I wonder why Psalm 95 is the usual invitatory psalm for the Divine Office, a.k.a the Liturgy of the Hours? (Unfamiliar with it? Lots of info) Since the invitatory is prayed every single day that you pray the Liturgy of the Hours, that’s a lot of Psalm 95 — I’m sure most people who do the DO have it memorized by now.
Here’s Psalm 95 as it appears in Christian Prayer (the one-volume breviary published by the Daughters of St. Paul, which uses the ICEL translation), with the antiphon for Holy Week inserted:
Come, let us sing to the Lord and shout with joy to the Rock who saves us. Let us approach him with praise and thanksgiving and sing joyful songs to the Lord.
(Antiphon) Come, let us worship Christ the Lord, who for our sake indured temptation and suffering.
The Lord is God, the mighty God, the great king over all the gods. He holds in his hands the depths of the earth and the highest mountains as well. He made the sea; it belongs to him, the dry land, too, for it was formed by his hands.
Come, let us worship Christ the Lord, who for our sake indured temptation and suffering.
Come, then, let us bow down and worship, bending the knee before the Lord, our maker. For he is our God and we are his people, the flock he shepherds.
Come, let us worship Christ the Lord, who for our sake indured temptation and suffering.
Today, listen to the voice of the Lord: Do not grow stubborn, as your fathers did in the wilderness, when at Meriba and Massah they challenged me and provoked me, Although they had seen all of my works.
Come, let us worship Christ the Lord, who for our sake indured temptation and suffering.
Forty years I endured that generation. I said, "They are a people whose hearts go astray, and they do not know my ways." So I swore in my anger, "They shall not enter into my rest."
Come, let us worship Christ the Lord, who for our sake indured temptation and suffering.
Glory to the Father, and to the Son, and to the Holy Spirit: as it was in the beginning, is now, and will be for ever. Amen.
Come, let us worship Christ the Lord, who for our sake indured temptation and suffering.
The main point of the invitatory, it seems, is "a call to praise God," since one has the option of substituting any of Psalms 100 (Cry out with joy to the Lod, all the earth), 67 (Let the peoples praise you, O God), or 24 (O gates, lift high your heads… Let him enter, the king of glory!).
Still, Ps. 95 is the default psalm. The whole psalm is used, not just the first part that is mainly praise — although in other parts of the DO, occasionally, parts of psalms are used. Why the stuff about enduring "that generation" and God swearing that they "shall not enter" into his rest? It’s a bizarre note to end on, if your point is praise. Unless one of the things you want to praise God for is, well, exclusion of the undeserving. Which may be all well and good — it has to be, if it’s an aspect of the divine — but isn’t generally something we tend to highlight.

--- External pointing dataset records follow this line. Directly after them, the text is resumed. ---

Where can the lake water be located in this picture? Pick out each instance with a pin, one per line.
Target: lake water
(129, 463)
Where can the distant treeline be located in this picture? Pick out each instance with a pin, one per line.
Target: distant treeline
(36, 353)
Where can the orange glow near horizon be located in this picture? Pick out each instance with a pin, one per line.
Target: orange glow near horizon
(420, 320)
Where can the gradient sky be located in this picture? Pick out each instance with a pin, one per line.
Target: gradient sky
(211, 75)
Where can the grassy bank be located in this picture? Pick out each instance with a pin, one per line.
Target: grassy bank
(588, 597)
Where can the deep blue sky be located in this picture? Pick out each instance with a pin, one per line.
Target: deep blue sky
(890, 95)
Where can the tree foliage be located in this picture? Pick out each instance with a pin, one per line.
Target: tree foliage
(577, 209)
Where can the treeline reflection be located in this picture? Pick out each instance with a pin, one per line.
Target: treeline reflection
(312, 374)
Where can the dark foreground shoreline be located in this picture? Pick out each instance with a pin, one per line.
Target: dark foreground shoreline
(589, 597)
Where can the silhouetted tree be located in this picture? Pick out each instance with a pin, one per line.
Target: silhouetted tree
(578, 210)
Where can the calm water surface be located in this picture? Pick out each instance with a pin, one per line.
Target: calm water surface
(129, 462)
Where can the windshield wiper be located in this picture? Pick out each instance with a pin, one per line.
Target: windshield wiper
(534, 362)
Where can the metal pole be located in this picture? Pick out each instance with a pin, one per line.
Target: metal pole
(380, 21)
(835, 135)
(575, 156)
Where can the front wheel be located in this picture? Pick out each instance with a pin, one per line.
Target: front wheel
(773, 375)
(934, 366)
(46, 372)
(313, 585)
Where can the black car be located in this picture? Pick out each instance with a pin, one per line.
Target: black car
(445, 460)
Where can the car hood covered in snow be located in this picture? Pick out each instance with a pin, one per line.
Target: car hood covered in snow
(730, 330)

The fact that we read Ps. 95 day in, day out, every day that we pray the office, though, may mean something. Maybe the bit about the forty years in the desert is a reminder not to get discouraged, even when picking up the breviary and starting the Invitatory is the same old same old same old thing. We endure God, and He endures us, too. Do not grow stubborn. Harden not your hearts.